# This haunt is like nothing I've ever seen before!



## Eric Striffler (May 6, 2006)

Here's part 1: 



Here's part 2: 




It kind of reminds me of Nightmare in New York City in the sense that it has GOOD actors and it's not just all about jumping out. There was alot of scary **** in Nightmare such as having to be split up and go through different parts alone, being forced to crawl through part of it, and stuff like that.
I'd love to check that one in the videos out for myself! 

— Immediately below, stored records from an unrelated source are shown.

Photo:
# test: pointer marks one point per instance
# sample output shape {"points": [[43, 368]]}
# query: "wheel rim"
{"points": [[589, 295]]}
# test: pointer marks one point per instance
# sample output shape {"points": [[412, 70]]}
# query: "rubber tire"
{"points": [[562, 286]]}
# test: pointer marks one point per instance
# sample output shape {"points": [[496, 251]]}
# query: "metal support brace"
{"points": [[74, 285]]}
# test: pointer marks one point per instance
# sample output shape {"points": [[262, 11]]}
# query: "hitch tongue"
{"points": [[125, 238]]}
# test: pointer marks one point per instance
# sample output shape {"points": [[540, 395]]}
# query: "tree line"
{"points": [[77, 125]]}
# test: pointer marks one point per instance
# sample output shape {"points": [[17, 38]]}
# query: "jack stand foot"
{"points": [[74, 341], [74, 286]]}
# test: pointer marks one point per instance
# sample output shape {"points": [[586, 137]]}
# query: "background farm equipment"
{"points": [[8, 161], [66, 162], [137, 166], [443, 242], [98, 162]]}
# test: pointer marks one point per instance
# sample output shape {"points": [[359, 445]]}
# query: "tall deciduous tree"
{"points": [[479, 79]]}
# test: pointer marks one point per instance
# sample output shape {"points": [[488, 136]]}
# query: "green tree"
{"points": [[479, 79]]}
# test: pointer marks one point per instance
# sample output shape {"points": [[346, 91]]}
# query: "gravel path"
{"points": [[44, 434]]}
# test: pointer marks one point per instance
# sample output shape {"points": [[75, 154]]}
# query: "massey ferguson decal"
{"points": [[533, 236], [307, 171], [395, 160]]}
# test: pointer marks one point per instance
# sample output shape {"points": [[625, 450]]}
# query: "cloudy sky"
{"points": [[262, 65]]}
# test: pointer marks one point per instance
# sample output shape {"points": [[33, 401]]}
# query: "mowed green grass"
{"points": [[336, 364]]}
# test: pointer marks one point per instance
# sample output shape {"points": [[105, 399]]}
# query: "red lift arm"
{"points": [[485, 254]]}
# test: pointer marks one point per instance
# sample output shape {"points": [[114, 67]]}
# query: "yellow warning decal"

I got those videos in a message on YouTube.
The person who made them sent them to me.
Apparently it's their haunt,
so if you want to talk to them you can message them I guess.


----------



## Nchaunting (Sep 13, 2007)

That was definantley a cool haunt..... Do you know where that one was at?


----------



## Eric Striffler (May 6, 2006)

I'm not sure! :O
I don't think it said it in the info!
I'll check again.


----------



## Eric Striffler (May 6, 2006)

Apparently the guy lives in Gloversville, NY.
I live in NY too, so I'm going to check Google maps and see how close he is. 
If he's not on this site, he should be!
It says he devotes most of his time to making that kickass haunt!


----------



## Eric Striffler (May 6, 2006)

Okay unfortunately he lives about 4 hours away upstate haha.


----------



## abrcrombe (Sep 18, 2007)

Wow that was really exciting! And the faces on the kids... priceless

Tell him to join our forum!


----------



## Sickie Ickie (Jun 20, 2006)

Just watched part 1. Pretty neat. Looks like they used my idea for the talking skull: http://corpsecounty.com/Yorick.htm 

When I did a small haunt for th epark district for the kids, we used to always have a guide lead them through to give the feeling of safety and know when to move on as a group. We used to also always place at the end something to ward off bad nightmares afterwards. Like one time we had a clown with a feather duster dust off the bad stuff off each kid and for good luck so teh spirits couldn't follow them. The parents loved that idea and we got a good name for that alone for several years.


----------



## Sickie Ickie (Jun 20, 2006)

are pt1 and pt 2 the same?


----------



## abrcrombe (Sep 18, 2007)

Pretty sure they aren't. 

The first link was a link to Part 2, and I just went to part 1 from the related picks in Youtube.


----------



## CreepyCanmore (Mar 27, 2007)

Good idea Sickie on the no nightmares thing. I'm big on keeping it scary but fun for the young ones. I might try that one out. And nice haunt, thanks for sharing it.


----------



## Eric Striffler (May 6, 2006)

Oh oops!
I messed up those links!
I'll fix that now.


----------



## kerryike (Oct 5, 2006)

*Awesome*

Wow! this was an awesome performance.

I am doing a haunted trail and was wondering...were the actors' voices amplified? It sounds as if they are. If so, does anyone know how to achieve this on a budget?


----------



## Eric Striffler (May 6, 2006)

I'm not sure about that video,
but the person at our entrance will have an amplified voice.
He'll have a wrieless headset hooked up to an amp right behind him.
I don't know how much it costs but we've got it haha.


----------